Rose Courveille (1884-1946), religieuse et résistante

Sœur Marie-Gabriel en re­li­gion, née Rose Courveille, le 15 mars 1884, à Rustrel, entra chez les Augustines de Car­pen­tras, à l’âge de 20 ans, après un séjour à Paris chez sa tante maternelle et mar­raine qui lui paya sa dot de religieuse. Les hommes de sa famille paternelle venaient d’Usson-en-Forez et étaient descendus, à la fin du XVIIIe siècle, dans la montagne de Lure comme scieurs de long puis avaient fait souche à Roussillon, Villars, Gignac et Rustrel.
Rose Courveille, directrice de la maternité de Carpentras. Arch. pers. de l'auteur.

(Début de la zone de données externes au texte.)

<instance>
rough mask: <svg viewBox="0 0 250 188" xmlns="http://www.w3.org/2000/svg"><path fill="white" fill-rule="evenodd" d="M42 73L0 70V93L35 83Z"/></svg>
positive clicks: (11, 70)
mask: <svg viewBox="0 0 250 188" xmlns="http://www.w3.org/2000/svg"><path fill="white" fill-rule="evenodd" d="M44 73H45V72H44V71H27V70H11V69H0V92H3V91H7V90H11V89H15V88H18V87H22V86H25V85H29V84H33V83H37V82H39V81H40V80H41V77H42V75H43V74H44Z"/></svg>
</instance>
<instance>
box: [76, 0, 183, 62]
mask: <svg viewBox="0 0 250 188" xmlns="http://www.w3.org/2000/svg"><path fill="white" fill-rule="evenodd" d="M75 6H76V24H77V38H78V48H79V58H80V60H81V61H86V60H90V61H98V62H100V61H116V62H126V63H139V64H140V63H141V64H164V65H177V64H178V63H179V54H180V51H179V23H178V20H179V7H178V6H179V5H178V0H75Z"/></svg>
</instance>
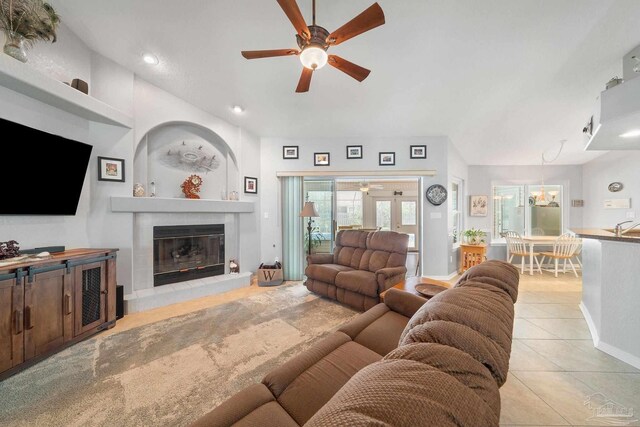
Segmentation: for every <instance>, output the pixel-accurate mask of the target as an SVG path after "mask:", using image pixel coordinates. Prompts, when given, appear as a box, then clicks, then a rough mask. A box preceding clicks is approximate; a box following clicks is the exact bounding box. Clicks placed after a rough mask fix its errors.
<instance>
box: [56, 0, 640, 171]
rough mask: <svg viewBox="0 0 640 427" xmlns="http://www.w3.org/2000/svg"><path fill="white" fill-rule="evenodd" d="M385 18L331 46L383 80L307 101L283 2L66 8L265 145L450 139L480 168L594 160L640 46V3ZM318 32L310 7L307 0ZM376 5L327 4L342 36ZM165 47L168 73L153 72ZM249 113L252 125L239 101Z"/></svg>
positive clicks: (350, 87) (323, 3)
mask: <svg viewBox="0 0 640 427" xmlns="http://www.w3.org/2000/svg"><path fill="white" fill-rule="evenodd" d="M378 1H379V3H380V5H381V6H382V8H383V10H384V12H385V16H386V24H385V25H383V26H382V27H379V28H376V29H374V30H372V31H370V32H368V33H365V34H363V35H361V36H358V37H357V38H354V39H352V40H349V41H347V42H345V43H343V44H341V45H339V46H335V47H332V48H331V53H335V54H337V55H340V56H341V57H343V58H345V59H348V60H350V61H352V62H355V63H356V64H359V65H361V66H364V67H366V68H369V69H371V70H372V72H371V75H370V76H369V78H368V79H367V80H365V81H364V82H363V83H358V82H357V81H355V80H353V79H351V78H350V77H348V76H346V75H345V74H343V73H341V72H339V71H337V70H335V69H333V68H332V67H325V68H323V69H321V70H319V71H318V72H316V73H315V75H314V76H313V81H312V83H311V90H310V92H308V93H306V94H296V93H294V90H295V87H296V84H297V81H298V78H299V76H300V72H301V67H302V66H301V64H300V62H299V60H298V58H296V57H295V56H291V57H282V58H272V59H261V60H254V61H247V60H245V59H244V58H242V57H241V55H240V51H241V50H255V49H279V48H295V47H296V44H295V39H294V34H295V31H294V30H293V27H292V26H291V24H290V23H289V21H288V20H287V18H286V16H285V15H284V13H283V12H282V10H281V9H280V7H279V6H278V4H277V3H276V1H275V0H273V1H268V0H183V1H178V2H176V1H168V0H134V1H132V0H110V1H103V0H57V1H54V4H55V5H56V7H57V9H58V10H59V12H60V14H61V15H62V17H63V21H64V23H65V24H67V25H68V26H69V27H70V28H71V29H72V30H73V31H74V32H75V33H76V34H78V35H79V36H80V37H81V38H82V39H83V40H84V41H85V42H86V43H87V45H88V46H89V47H91V48H92V49H93V50H95V51H97V52H99V53H101V54H103V55H105V56H107V57H109V58H111V59H113V60H114V61H116V62H118V63H120V64H122V65H124V66H126V67H127V68H130V69H132V70H133V71H135V72H136V74H138V75H139V76H141V77H142V78H143V79H145V80H147V81H150V82H151V83H153V84H156V85H157V86H159V87H162V88H164V89H165V90H167V91H169V92H171V93H173V94H175V95H177V96H179V97H181V98H183V99H185V100H187V101H189V102H191V103H192V104H194V105H196V106H198V107H200V108H202V109H204V110H206V111H209V112H211V113H212V114H215V115H217V116H219V117H222V118H224V119H227V120H228V121H230V122H232V123H234V124H237V125H239V126H243V127H245V128H247V129H249V130H251V131H253V132H254V133H256V134H257V135H260V136H279V137H291V138H301V139H303V138H306V137H310V136H313V137H356V136H358V137H375V136H391V137H392V136H420V135H447V136H449V137H450V138H451V140H452V141H453V143H454V144H455V146H456V147H457V148H458V150H459V151H460V153H461V154H462V155H463V157H464V158H465V159H466V161H467V162H468V163H469V164H538V163H539V161H540V155H541V153H542V152H543V151H545V150H549V151H550V152H552V151H554V148H556V146H557V143H558V141H560V140H563V139H566V140H567V141H568V142H567V144H566V148H565V151H564V153H563V154H562V156H561V157H560V159H559V160H558V162H557V163H565V164H571V163H573V164H579V163H584V162H586V161H588V160H590V159H592V158H593V157H594V156H596V155H597V153H585V152H584V151H583V149H582V147H583V145H584V140H583V136H582V133H581V129H582V127H583V126H584V124H585V123H586V121H587V120H588V118H589V117H590V116H591V114H592V109H593V107H594V105H595V100H596V97H597V96H598V95H599V93H600V91H602V90H604V85H605V83H606V82H607V81H608V80H609V79H610V78H611V77H613V76H615V75H620V74H621V73H622V56H623V55H624V54H625V53H627V52H628V51H630V50H631V49H632V48H633V47H634V46H636V45H638V44H640V25H638V23H639V22H640V1H638V0H402V1H400V0H378ZM298 3H299V5H300V9H301V10H302V13H303V15H304V16H305V18H306V19H307V23H308V24H309V23H310V21H311V0H298ZM371 3H373V0H350V1H338V0H317V22H318V24H319V25H322V26H324V27H326V28H327V29H328V30H329V31H332V30H334V29H336V28H338V27H339V26H341V25H342V24H343V23H345V22H346V21H348V20H349V19H351V18H352V17H354V16H355V15H357V14H358V13H360V12H361V11H362V10H364V9H365V8H367V7H368V6H369V5H370V4H371ZM144 52H152V53H154V54H155V55H157V56H158V58H159V59H160V64H159V65H158V66H155V67H152V66H148V65H146V64H144V63H143V62H142V60H141V55H142V53H144ZM236 104H240V105H242V106H243V107H244V108H246V112H245V113H244V114H242V115H241V116H237V115H234V114H233V113H232V112H231V111H230V107H231V106H232V105H236Z"/></svg>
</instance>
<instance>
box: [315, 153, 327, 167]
mask: <svg viewBox="0 0 640 427" xmlns="http://www.w3.org/2000/svg"><path fill="white" fill-rule="evenodd" d="M330 164H331V154H329V153H313V166H329V165H330Z"/></svg>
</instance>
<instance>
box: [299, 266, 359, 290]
mask: <svg viewBox="0 0 640 427" xmlns="http://www.w3.org/2000/svg"><path fill="white" fill-rule="evenodd" d="M351 270H353V269H352V268H351V267H347V266H344V265H338V264H311V265H308V266H307V268H306V269H305V271H304V274H305V275H306V276H307V277H308V278H310V279H313V280H320V281H322V282H327V283H330V284H332V285H333V284H335V280H336V276H337V275H338V273H340V272H341V271H351Z"/></svg>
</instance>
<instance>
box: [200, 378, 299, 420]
mask: <svg viewBox="0 0 640 427" xmlns="http://www.w3.org/2000/svg"><path fill="white" fill-rule="evenodd" d="M231 425H233V426H242V427H260V426H264V427H279V426H285V427H294V426H298V424H297V423H296V422H295V421H293V418H291V416H290V415H289V414H287V412H286V411H285V410H284V409H282V406H280V405H279V404H278V402H276V401H275V398H274V397H273V394H271V392H270V391H269V389H268V388H267V387H265V386H264V385H263V384H253V385H250V386H249V387H247V388H245V389H244V390H242V391H240V392H239V393H238V394H236V395H235V396H233V397H232V398H231V399H229V400H227V401H225V402H224V403H222V405H220V406H218V407H217V408H216V409H214V410H213V411H211V412H209V413H208V414H207V415H205V416H203V417H201V418H200V419H198V421H196V422H195V423H194V424H192V426H193V427H223V426H231Z"/></svg>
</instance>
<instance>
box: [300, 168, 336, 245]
mask: <svg viewBox="0 0 640 427" xmlns="http://www.w3.org/2000/svg"><path fill="white" fill-rule="evenodd" d="M334 187H335V182H334V180H333V179H323V180H315V179H314V180H312V179H308V178H305V180H304V186H303V191H304V200H305V201H308V202H314V204H315V206H316V210H317V211H318V214H319V215H320V216H319V217H317V218H313V224H312V225H313V228H312V230H311V236H309V235H308V234H307V230H306V225H307V223H306V221H308V219H305V242H304V245H305V248H308V245H309V238H311V252H312V253H327V252H331V251H333V241H334V236H335V230H334V216H333V212H334V208H333V207H334V205H335V203H334V197H335V195H334V193H335V192H334Z"/></svg>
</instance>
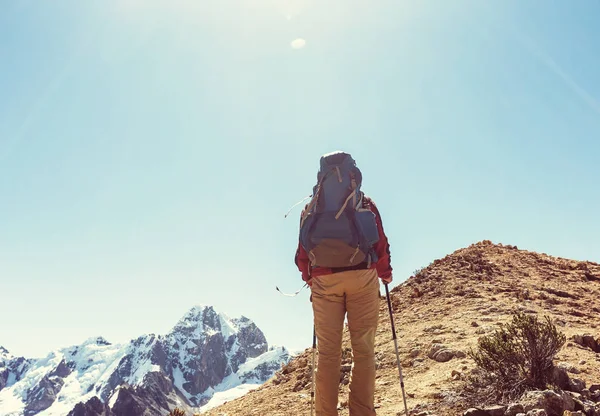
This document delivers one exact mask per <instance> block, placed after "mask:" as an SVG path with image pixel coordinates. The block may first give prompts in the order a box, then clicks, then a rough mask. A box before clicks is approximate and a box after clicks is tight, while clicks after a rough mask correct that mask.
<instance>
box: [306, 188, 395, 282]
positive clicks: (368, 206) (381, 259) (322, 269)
mask: <svg viewBox="0 0 600 416" xmlns="http://www.w3.org/2000/svg"><path fill="white" fill-rule="evenodd" d="M363 201H364V202H363V203H364V207H365V208H368V209H370V210H371V211H372V212H373V213H374V214H375V218H376V221H377V229H378V230H379V241H378V242H377V244H375V253H376V254H377V262H376V263H373V264H372V265H371V268H372V269H374V268H377V274H378V275H379V277H380V278H382V279H385V278H388V277H390V276H391V275H392V265H391V256H390V245H389V243H388V239H387V236H386V235H385V232H384V231H383V224H382V222H381V215H379V211H378V210H377V207H376V206H375V203H374V202H373V200H372V199H371V198H368V197H367V196H365V197H364V199H363ZM295 263H296V266H298V270H300V272H301V273H302V280H304V281H305V282H308V281H309V280H310V279H311V278H313V277H317V276H324V275H328V274H332V273H333V271H332V270H331V269H329V268H326V267H314V268H312V270H311V266H310V260H309V259H308V254H307V253H306V250H304V247H302V245H301V244H300V243H298V249H297V250H296V257H295Z"/></svg>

Rose Courveille, directrice de la maternité de Carpentras. Arch. pers. de l’auteur.

En ce début de XXe siècle, l’Hôtel-Dieu de Carpentras devait faire face à une carence de sœurs hospitalières, elle fut donc envoyée chez les Augustines d’Arles pour être formée et diplômée en tant qu’infirmière, pharmacienne et sage-femme. Elle reçut la médaille de l’Assistance Publique en 1928.
Son statut de religieuse cloîtrée ne l’empêcha pas de lier de solides amitiés avec trois Carpentrassiennes. Tout d’abord Mlle de Saint-André, dont la famille était installée à Aubignan, puis Marthe Daladier, sœur du premier ministre, et Mme Dreyfus, épouse catholique du maire de Carpentras et belle-sœur du capitaine Dreyfus.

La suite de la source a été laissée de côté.